Model Provider Authentication

  • Bedrock clients use IAM automatically
  • Third-party providers use:

  • AgentCore Identity in deployed environments

  • .env.local fallback in local dev (LOCAL_DEV=1)

For the production template, it is your responsibility to implement API key handling. Using Bedrock AgentCore Identity or AWS Secrets Manager is recommended.

MCP Tools

Generator output will provide the correct MCP adapter for your selected SDK, such as:

  • AutoGen Streamable HTTP MCP adapter
  • CrewAI MCP adapter
  • Gateway-integrated MCP Lambda target

These are included automatically based on your selections.

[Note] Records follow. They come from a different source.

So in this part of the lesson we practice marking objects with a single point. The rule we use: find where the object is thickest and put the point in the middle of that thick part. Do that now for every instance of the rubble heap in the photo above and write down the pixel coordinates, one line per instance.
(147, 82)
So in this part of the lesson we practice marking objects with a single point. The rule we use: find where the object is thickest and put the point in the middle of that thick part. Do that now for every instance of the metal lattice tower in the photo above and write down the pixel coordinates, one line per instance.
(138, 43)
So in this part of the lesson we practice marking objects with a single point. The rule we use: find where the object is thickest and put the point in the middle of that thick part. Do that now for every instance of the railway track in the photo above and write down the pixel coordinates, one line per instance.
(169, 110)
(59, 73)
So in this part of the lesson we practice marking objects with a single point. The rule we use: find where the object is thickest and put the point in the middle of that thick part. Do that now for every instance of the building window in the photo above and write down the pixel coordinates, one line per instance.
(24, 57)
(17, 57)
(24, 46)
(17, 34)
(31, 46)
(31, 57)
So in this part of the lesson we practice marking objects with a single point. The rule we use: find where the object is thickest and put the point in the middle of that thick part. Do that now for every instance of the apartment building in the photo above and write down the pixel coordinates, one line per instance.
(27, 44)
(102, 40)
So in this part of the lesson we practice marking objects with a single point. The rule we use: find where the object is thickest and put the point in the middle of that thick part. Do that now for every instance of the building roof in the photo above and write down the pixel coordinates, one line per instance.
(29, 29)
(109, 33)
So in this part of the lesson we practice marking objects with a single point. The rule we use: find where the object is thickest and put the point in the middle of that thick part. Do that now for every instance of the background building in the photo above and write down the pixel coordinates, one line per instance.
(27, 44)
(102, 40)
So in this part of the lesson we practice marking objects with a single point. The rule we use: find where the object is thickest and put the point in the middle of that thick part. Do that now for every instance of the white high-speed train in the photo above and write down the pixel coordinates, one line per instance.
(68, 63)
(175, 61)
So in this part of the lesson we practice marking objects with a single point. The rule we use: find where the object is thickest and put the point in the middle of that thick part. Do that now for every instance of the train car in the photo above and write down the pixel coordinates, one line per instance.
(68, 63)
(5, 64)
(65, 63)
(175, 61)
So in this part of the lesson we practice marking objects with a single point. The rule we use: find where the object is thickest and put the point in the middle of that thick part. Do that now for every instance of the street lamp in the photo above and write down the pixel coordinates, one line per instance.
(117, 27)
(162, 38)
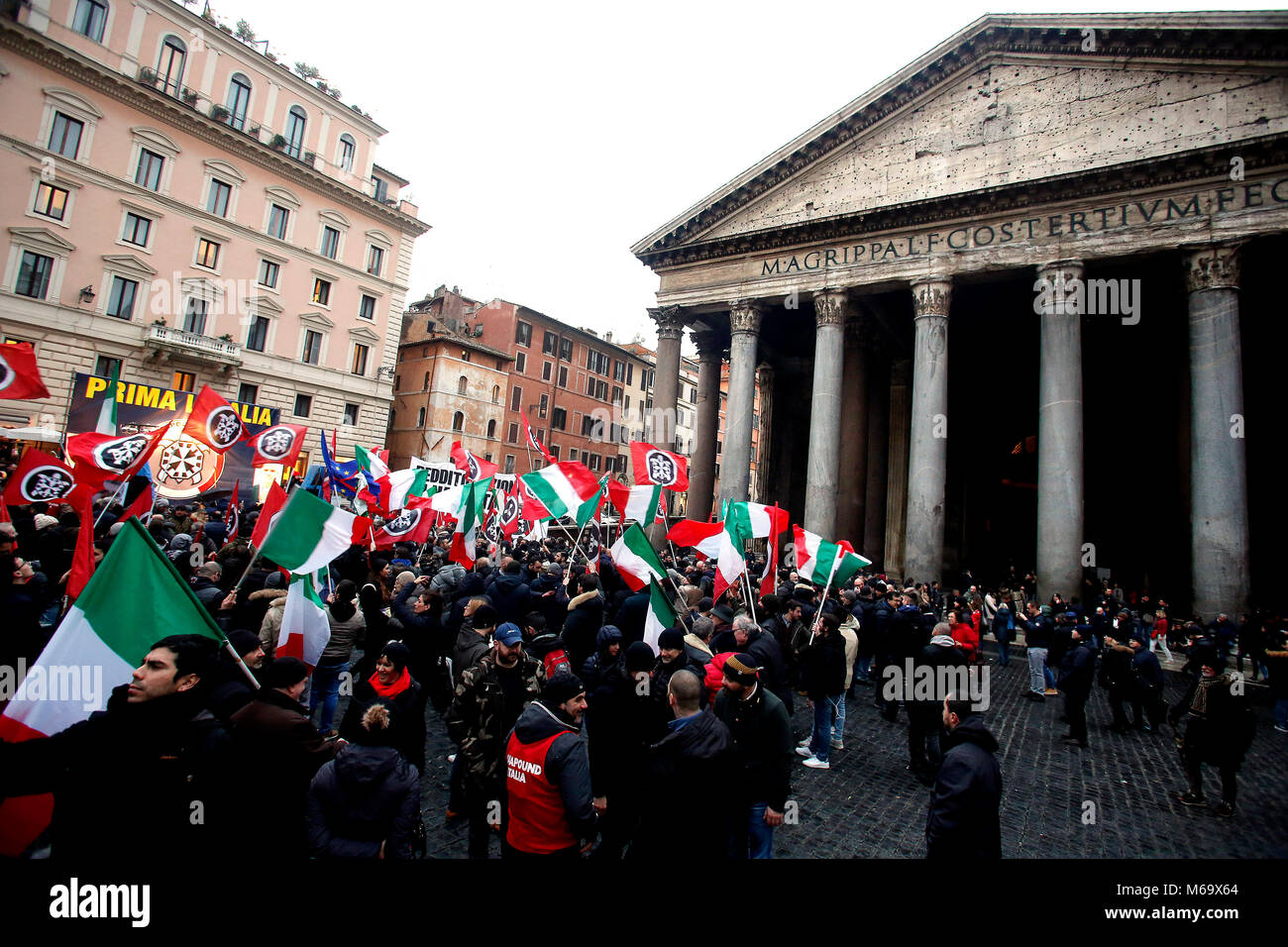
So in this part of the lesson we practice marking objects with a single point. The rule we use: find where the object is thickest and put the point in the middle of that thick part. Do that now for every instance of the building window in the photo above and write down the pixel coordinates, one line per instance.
(90, 18)
(106, 367)
(207, 254)
(64, 136)
(120, 302)
(239, 101)
(217, 201)
(170, 68)
(268, 273)
(257, 338)
(330, 241)
(149, 172)
(194, 316)
(277, 219)
(312, 347)
(51, 201)
(34, 274)
(137, 230)
(295, 121)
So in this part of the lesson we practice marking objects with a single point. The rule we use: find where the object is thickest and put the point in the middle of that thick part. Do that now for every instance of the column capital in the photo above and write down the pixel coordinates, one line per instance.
(1061, 270)
(708, 343)
(670, 321)
(831, 308)
(1212, 266)
(745, 316)
(931, 295)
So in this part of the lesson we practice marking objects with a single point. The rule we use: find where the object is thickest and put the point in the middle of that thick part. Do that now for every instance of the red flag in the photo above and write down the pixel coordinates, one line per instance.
(532, 438)
(475, 467)
(39, 478)
(214, 421)
(101, 458)
(82, 561)
(660, 468)
(140, 508)
(232, 519)
(413, 523)
(278, 445)
(20, 377)
(268, 513)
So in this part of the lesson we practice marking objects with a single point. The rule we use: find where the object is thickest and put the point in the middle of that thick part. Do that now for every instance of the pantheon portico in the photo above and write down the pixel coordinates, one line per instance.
(1096, 237)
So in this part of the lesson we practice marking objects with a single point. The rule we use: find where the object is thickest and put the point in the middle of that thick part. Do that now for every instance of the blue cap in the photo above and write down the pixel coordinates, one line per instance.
(507, 634)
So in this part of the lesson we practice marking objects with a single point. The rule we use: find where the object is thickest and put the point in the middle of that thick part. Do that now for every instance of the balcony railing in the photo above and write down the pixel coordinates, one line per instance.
(201, 347)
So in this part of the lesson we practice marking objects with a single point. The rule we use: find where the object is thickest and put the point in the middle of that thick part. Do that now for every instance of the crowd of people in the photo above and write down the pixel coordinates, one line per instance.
(574, 733)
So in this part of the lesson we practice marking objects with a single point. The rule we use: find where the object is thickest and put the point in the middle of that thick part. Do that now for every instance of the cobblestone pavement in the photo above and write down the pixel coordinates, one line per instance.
(868, 805)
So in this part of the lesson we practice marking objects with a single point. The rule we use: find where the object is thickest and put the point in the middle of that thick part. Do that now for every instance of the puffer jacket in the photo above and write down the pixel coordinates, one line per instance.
(365, 796)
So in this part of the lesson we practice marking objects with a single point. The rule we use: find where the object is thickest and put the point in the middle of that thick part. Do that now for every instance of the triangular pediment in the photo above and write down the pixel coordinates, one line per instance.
(1006, 102)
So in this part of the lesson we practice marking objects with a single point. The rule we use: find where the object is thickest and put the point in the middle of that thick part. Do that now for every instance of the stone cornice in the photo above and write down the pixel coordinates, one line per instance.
(31, 46)
(1211, 162)
(1122, 38)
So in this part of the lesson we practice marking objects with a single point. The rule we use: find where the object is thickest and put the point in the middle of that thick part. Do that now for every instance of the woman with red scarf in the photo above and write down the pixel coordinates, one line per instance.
(391, 685)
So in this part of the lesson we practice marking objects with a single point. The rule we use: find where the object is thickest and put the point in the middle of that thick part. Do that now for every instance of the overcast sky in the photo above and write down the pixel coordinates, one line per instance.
(542, 140)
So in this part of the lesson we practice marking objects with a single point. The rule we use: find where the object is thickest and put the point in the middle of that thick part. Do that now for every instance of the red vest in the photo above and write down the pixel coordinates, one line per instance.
(537, 822)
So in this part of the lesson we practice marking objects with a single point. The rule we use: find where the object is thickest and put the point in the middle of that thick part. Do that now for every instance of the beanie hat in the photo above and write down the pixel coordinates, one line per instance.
(671, 638)
(742, 668)
(562, 688)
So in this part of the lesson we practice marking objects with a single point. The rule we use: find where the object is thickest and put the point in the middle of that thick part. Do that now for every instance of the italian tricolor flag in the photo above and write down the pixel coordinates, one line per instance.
(305, 629)
(660, 617)
(468, 518)
(134, 599)
(310, 534)
(822, 562)
(720, 541)
(568, 488)
(635, 560)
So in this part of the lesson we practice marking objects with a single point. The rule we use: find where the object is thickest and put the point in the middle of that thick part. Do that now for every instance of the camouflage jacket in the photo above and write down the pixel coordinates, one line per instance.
(477, 714)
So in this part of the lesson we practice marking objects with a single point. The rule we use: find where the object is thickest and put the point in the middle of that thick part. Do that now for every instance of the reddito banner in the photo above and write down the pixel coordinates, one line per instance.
(181, 468)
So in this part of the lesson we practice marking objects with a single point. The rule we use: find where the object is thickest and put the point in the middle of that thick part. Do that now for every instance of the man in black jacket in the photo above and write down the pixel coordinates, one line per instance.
(962, 822)
(154, 758)
(690, 780)
(1077, 672)
(763, 758)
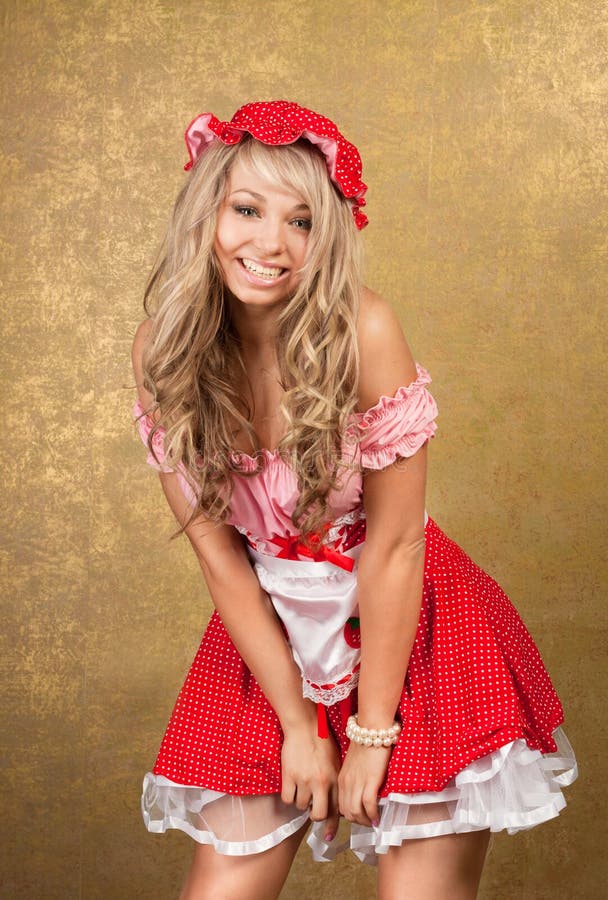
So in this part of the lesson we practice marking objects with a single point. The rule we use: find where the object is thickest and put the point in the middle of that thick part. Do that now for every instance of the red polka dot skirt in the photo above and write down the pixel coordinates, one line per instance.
(475, 682)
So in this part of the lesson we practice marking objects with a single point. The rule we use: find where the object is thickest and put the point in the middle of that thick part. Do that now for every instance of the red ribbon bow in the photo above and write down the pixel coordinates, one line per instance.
(293, 548)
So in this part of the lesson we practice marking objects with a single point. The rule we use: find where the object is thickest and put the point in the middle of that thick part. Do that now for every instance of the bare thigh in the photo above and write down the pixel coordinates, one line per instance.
(447, 867)
(259, 876)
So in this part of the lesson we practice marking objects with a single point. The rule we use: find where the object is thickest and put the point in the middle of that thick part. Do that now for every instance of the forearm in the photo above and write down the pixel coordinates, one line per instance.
(250, 619)
(389, 594)
(245, 609)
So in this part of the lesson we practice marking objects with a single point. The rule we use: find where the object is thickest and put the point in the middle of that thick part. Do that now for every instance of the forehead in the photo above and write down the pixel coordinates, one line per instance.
(243, 176)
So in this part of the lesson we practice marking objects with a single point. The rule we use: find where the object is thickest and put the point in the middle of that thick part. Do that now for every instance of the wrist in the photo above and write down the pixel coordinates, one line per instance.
(301, 716)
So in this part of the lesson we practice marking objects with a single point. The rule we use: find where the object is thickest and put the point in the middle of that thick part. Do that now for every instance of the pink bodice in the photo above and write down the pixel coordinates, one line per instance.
(262, 505)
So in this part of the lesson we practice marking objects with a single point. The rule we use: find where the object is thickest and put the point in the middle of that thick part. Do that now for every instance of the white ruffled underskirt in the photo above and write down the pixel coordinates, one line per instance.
(512, 789)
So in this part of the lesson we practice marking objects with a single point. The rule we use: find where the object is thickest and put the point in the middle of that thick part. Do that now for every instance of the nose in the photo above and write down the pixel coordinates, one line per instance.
(271, 236)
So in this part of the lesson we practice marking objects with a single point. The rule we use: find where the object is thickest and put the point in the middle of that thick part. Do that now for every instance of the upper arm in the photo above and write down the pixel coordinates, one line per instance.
(393, 497)
(385, 360)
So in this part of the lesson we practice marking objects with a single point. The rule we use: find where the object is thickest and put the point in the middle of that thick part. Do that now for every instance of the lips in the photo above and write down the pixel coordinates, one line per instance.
(261, 271)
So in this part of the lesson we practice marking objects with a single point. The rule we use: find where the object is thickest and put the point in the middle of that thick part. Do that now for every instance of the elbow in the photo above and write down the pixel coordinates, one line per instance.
(401, 552)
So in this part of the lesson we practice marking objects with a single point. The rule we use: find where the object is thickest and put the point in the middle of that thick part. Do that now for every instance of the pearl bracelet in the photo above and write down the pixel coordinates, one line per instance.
(372, 737)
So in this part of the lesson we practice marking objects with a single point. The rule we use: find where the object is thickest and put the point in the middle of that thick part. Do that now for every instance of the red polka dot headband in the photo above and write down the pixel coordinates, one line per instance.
(279, 122)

For the production template, a custom MCP tool is defined in mcp/lambda/handler.py.

A2A and MCP Protocols

MCP, and A2A the other two protocols supported by the AgentCore Runtime Service Contract, are not currently supported by the create tool out of the box. Adapting a create output for another protocol can also be considered.


Next Steps

  • Customize agent logic in src/main.py
  • Add additional MCP integrations in src/mcp_client/
  • For production template, modify your project to adhere to the production ready checklist.
  • Ensure that src/model/load.py has your desired LLM provider configuration.